Thanks very much for the taking the time you will need to spend absorbing the information below, and reaching a deecision as to whether you agree with the procedures which the biostatistican recommended.
Post to Art of April 11 505pm:
i Art - nice to hear from you again.
The choice of "study" vs "control" codons was actually forced by the procedure we used to find our core set of 63 significant dicodons (out of the 61X61 possible dicodons excluding dicodons containing stop codons.)
At the advice of a Vanderbilt biostatistician who's now at Harvard, we used the following procedure to find these 63 significant dicodons.
We started with 20000 protein messages (strings of codons) which we divided into 100 sets of 200 each.
We then randomized each of the 200 messages in each of the 100 sets via randomized "codon shuffling" 100 times, to ensure that our results weren't going to be affected by known codon frequency biases (since codon shuffling doesn't affect codon frequency, just arrangement.)
So at this point, for any real set R out of the 100 real sets, we could t-test any mean computed for R 100 times (against the 100 randomizations of R.) And we could repeat these 100 "inner trials" 100 times in 100 "outer trials" (because we had 100 real sets, each randomized 100 times.)
So you can see why we this opportunity gave us the ability to sieve results thru 10000 t-tests, i.e. our standard criterion was that in > 95% of the 100 "outer" trials (one for each real set R), a mean from R had to test as significant in > 95% of the "inner" trials (the mean from R against the means from the 100 randomizations of R)
And in fact, the actual number of t-tests was 30K, not 10K, for the following reason.
We first used 10K t-tests to find all significant "34" dinucleotides (a "34" dinucleotide occupies positions 3 and 4 in a dicodon consisting of nucleotides 123456, "123" belonging to the first codon of the dicodon and "456" belonging to the second codon of the dicodon.)
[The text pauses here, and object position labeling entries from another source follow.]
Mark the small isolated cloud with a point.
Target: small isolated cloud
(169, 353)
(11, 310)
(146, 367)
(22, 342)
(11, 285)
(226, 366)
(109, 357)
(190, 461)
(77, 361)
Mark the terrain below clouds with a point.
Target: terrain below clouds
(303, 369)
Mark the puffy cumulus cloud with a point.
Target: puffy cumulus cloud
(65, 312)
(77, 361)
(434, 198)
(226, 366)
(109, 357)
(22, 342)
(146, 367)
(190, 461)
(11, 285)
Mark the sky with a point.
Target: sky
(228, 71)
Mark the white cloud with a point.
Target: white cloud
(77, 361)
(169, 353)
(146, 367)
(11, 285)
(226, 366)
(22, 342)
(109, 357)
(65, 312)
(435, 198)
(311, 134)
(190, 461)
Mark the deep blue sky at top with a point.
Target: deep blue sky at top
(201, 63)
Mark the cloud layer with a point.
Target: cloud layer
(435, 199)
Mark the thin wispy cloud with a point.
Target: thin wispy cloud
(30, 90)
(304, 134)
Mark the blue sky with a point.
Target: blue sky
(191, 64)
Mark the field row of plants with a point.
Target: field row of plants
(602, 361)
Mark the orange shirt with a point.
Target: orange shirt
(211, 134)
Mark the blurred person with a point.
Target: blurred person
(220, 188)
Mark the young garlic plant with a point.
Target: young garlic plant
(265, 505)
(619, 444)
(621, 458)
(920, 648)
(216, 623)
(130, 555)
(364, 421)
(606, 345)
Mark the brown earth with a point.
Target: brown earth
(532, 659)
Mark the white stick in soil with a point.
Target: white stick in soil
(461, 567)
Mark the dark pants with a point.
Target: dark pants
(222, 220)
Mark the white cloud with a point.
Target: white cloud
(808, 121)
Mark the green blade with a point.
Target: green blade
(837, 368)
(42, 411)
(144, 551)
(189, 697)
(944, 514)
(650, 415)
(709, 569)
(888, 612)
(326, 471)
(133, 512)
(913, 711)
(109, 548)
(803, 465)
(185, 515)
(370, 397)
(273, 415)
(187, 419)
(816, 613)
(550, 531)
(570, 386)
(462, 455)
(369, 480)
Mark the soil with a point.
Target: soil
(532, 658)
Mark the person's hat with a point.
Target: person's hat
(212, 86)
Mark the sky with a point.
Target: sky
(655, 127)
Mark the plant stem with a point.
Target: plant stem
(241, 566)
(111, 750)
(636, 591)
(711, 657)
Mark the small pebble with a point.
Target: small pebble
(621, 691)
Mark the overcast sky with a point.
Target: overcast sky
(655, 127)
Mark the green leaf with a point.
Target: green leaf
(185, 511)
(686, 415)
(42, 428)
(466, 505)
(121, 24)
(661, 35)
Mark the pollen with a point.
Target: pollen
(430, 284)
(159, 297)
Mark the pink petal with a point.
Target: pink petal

Then we used another 10K t-tests to find all "significant "2345" quadri-nucleotides centered on the significant "34" dinucleotides we found in the previous step.
Then we used another 10K t-tests to find all the significant dicodons "123456" centered on the significant "2345" quadri-nucleotides we found in the previous step.
This yielded 63 dicodons encoding 49 dipeptides, so the natural "control" group is the set of 711 remaining dicodons which encode the same 49 dipeptides.
The reason why this is the "natural" control group is because any effect we get CANNOT be attributed to dipeptide identity, but only to dicodon identity (since the 63 and 711 encode the same dipeptides.)
In any event, you can see from the above how the choice of codons was forced by the dicodons we obtained via the above procedure - in the case of the HP dipeptide, only one of the eight possible HP dicodons is in the set of 63.
Also, it is probably worth noting that the statistically significant over-representation of our 63 dicodons was confirmed in tests on 6 separate single-species genomes carried out by our colleague Marvin Stodolsky (formerly of DOE), even though the original set of 20K messages was obtained from a larger cross-species sample kindly provided by Temple Smith (BU BMERC.)